While 100 million chips sounds impressive, once you start to divvy it up for final units, it’s not. Assuming the report is accurate, those 8 gigabit chips are 1GB in capacity. If Apple does indeed plan a 32GB capacity iPhone, then it will need 32 chips per phone.

That comes out to 3.125 million phones, a reasonable number for a launch. In fact, it might be a little low given how popular the iPhone is, although a 32GB phone is not likely to be cheap. The 16GB iPhone sells for $599, or $299 with a two-year contract with AT&T.

That math also doesn’t take into consideration that another rumor making the rounds on the Apple and mobile phone blogosphere is there is a second iPhone in the works, the oft-rumored “mini iPhone.” This would be a low end phone with less horsepower and memory than the current one on the market.

Still, if Apple releases a 32GB high-powered iPhone, is it a phone or a netbook, asks Bob Merritt, principal analyst with Convergent Semiconductors. “This falls into what’s a netbook, in that is has the netbook capability in a phone with 32 gigabytes of memory. This puts it into the low-end scale end of the netbook or the high-end scale of the cellphone,” he said.

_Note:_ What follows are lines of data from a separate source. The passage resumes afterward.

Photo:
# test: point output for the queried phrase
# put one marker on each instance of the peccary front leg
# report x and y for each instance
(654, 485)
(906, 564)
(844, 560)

It also is typical of Apple’s modus operandi of “not doing cheap,” as company executives have said — preferring instead to focus on higher-end, higher-margin offerings. Instead of taking the notebook and whittling it down to a netbook, Apple seems likely to take a mobile phone and push it up into the gray area between netbooks and smart phones, Merritt said.

“That’s the part that hasn’t been explored yet,” he said. “We know what’s happening with the stuff with a keyboard. There’s plenty of vendors in that space. But the space between there and the cell phone side has yet to be explored. But a 32GB phone would certainly explore it.”